{grate 2.5} With an impressive set of indie-revered albums under their
    collective sweater, you’d think it’d be stupid to question whether Weezer’s
    honest alt-pop sound has found a successful niche in the industry. But
    apparently the geeky foursome has used its sixth album (self-titled but
    nicknamed The Red Album) as an opportunity to flaunt the group’s raw
    nonconformity and combat past poor-review-rooted insecurities. Frontman Rivers
    Cuomo uses his self-proclaimed awkwardness as an excuse to romp around the
    album’s 10 tracks with loose musical indecision and a defensive ego, leaving
    listeners with a choppy sound and an ironic intention that’s trying a little
    too hard.

    After Geffen Records asked Weezer to record more commercial
    songs, the band busted out “Pork and Beans” — a catchy, rebellious tune paired
    with eccentric guitar squeaks reminiscent of “El Scorcho.” Ultimately, Cuomo
    decided to stay true to his identity (“Imma do the things that I wanna do/ I
    ain’t got a thing to prove to you”), but his message is unconvincing — why else
    would he brag about his unconventional diet (“I’ll eat my candy with the pork
    and beans”) but to show he’s unique?

    More experimental tracks include “The Greatest Man that Ever
    Lived,” an epic journey that starts with a sweet, tinkling piano, adds cop-car
    sirens and then samples from an all-you-can-eat buffet of genres, including
    churchy choir choruses and heavy metal grunts. Cuomo’s intentionally
    egotistical lyrics culminate with a cheesy interlude that puffs “If you don’t
    like it/ you can shove it/ But you don’t like it/ You love it.” While the
    song’s dynamic sound keeps you curious, its jazzed over-performance only
    impresses in an overrated-amusement-park-ride sort of way.
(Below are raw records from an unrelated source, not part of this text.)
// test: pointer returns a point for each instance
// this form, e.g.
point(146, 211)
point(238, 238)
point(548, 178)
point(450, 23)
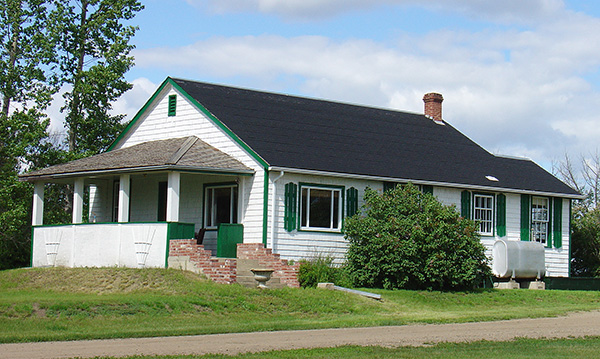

    Guitarist Brian Bell also steals a track with mediocre
    serenading on “Thought I Knew,” — a shallow ditty that feels awkward and
    misplaced against songs traditionally trademarked with Cuomo’s melodic voice.

    While moments of The Red Album hint at the charming and
    unpretentious Weezer of the past, whatever soul-searching these dudes have done
    in their two-year hiatus has left their songs weirdly fragmented and empty.